Gölün çevresinde belki vardır ama biz soyunma kabini bulamadık o yüzden araba içinde perdeler gererek üstlerimizi değiştirip göle doğru yürümeye başladık. Manzara mükemmel kıyıda 10-15 kişi daha var ve Can kendini göle bırakmaya başladı. İlk önce tedirgin olur giremez derken patır patır yürüyerek girdi. Bizde ayaklarımızı sokalım derken su inanılmaz sıcak 🙂 Can demek ki bu yüzden çok rahat girdi. Türkiye’nin maldivleri olarak söz edilen Salda gölü çok güzel ama bize göre değil biz o kadar da etkilenmedik.
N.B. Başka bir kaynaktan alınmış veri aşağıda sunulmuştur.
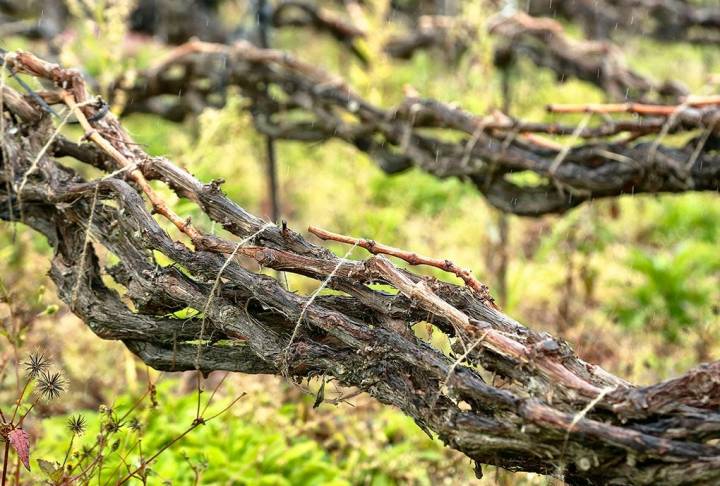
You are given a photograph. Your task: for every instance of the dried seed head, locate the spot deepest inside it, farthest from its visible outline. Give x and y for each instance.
(36, 364)
(135, 425)
(50, 385)
(77, 424)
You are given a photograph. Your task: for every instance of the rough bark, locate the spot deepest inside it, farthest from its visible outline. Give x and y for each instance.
(509, 396)
(489, 151)
(544, 42)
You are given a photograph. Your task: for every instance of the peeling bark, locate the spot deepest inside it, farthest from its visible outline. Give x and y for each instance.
(509, 396)
(488, 150)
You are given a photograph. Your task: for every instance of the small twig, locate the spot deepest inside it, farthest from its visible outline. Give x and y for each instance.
(36, 160)
(568, 146)
(410, 257)
(635, 108)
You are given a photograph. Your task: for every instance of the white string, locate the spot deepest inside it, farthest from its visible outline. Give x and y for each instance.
(216, 284)
(315, 294)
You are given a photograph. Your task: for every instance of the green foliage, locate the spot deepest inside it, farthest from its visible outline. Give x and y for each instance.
(674, 290)
(246, 448)
(687, 217)
(419, 192)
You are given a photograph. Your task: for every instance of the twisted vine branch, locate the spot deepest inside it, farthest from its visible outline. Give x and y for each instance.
(511, 396)
(618, 155)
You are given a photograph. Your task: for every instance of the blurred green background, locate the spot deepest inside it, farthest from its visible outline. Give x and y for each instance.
(631, 283)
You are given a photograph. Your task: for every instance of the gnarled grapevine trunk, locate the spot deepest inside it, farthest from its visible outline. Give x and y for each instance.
(508, 396)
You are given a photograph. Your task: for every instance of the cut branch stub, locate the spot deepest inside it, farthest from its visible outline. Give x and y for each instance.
(548, 412)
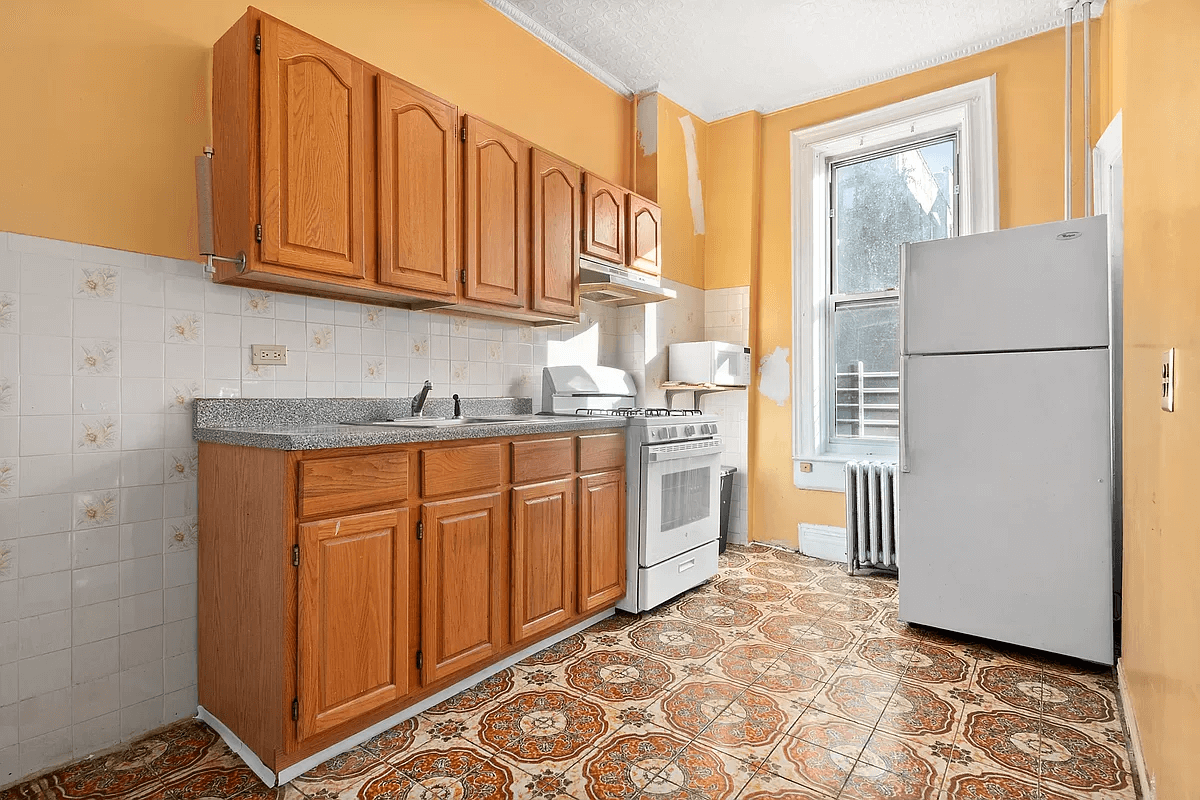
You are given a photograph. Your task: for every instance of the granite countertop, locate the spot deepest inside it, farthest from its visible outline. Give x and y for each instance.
(315, 423)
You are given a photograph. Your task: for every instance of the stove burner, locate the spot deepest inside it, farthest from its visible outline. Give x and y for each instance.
(637, 411)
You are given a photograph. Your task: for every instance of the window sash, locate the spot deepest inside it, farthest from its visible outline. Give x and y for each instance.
(828, 388)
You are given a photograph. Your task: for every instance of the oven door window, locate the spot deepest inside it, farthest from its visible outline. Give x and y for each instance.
(685, 497)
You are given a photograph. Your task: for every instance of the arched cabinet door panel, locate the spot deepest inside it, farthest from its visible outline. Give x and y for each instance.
(645, 221)
(497, 230)
(604, 220)
(311, 122)
(418, 164)
(556, 238)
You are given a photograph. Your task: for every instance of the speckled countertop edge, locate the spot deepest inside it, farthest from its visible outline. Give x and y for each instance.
(328, 437)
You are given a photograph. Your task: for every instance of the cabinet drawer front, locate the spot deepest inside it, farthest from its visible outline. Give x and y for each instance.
(456, 470)
(335, 485)
(540, 458)
(603, 451)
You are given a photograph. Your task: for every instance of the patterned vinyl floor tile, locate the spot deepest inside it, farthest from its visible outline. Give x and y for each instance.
(780, 679)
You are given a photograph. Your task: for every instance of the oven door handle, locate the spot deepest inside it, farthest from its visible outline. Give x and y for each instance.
(673, 452)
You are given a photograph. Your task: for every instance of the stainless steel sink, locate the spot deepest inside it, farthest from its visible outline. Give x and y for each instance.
(445, 422)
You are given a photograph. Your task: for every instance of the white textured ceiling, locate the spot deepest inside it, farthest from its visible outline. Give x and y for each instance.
(721, 56)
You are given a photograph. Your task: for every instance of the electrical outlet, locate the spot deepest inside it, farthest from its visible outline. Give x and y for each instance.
(1169, 380)
(269, 354)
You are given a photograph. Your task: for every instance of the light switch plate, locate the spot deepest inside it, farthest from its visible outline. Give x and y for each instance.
(269, 354)
(1169, 380)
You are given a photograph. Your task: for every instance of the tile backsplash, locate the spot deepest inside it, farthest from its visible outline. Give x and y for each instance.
(101, 354)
Doğa ve manzarası hariç tabi ki. 1 Saatlik göl keyfinden sonra Burdur merkezde konaklamak için yola çıkacağız ama Can’ı gölden çıkarmak hiç kolay olmadı. Şundan bundan alırız otelde oynarsın diyerek Salda gölünden ayrıldık. Salda gölünden Burdur merkeze yaklaşık 1 saatlik yol ile ulaşıyoruz. Yine otel aramaları başladı birkaç telefon görüşmesi ile Burdur halk pazarının yanında 150 TL + oda kahvaltı dahil olan çok temiz ve güzel bir otele yerleştik. Şunu söylemek gerekirse her gün bir otele gir, bavulları aç yerleş, duş al, sabah erken saatler de tekrar topla çık, çok zor oluyor. Fatma bu yönden çok zorlandı tabi çocukta olunca bazen elde yıkanacak şeyleri yıka kurut baya uğraşıyordu ve haklıda. Sabah kahvaltısı ve arabadaki atıştırdıklarımızla olduğumuz için otele danışarak merkezde çok güzel eski kimliğini yitirmemiş tarihi bir esnaf lokantasına gittik.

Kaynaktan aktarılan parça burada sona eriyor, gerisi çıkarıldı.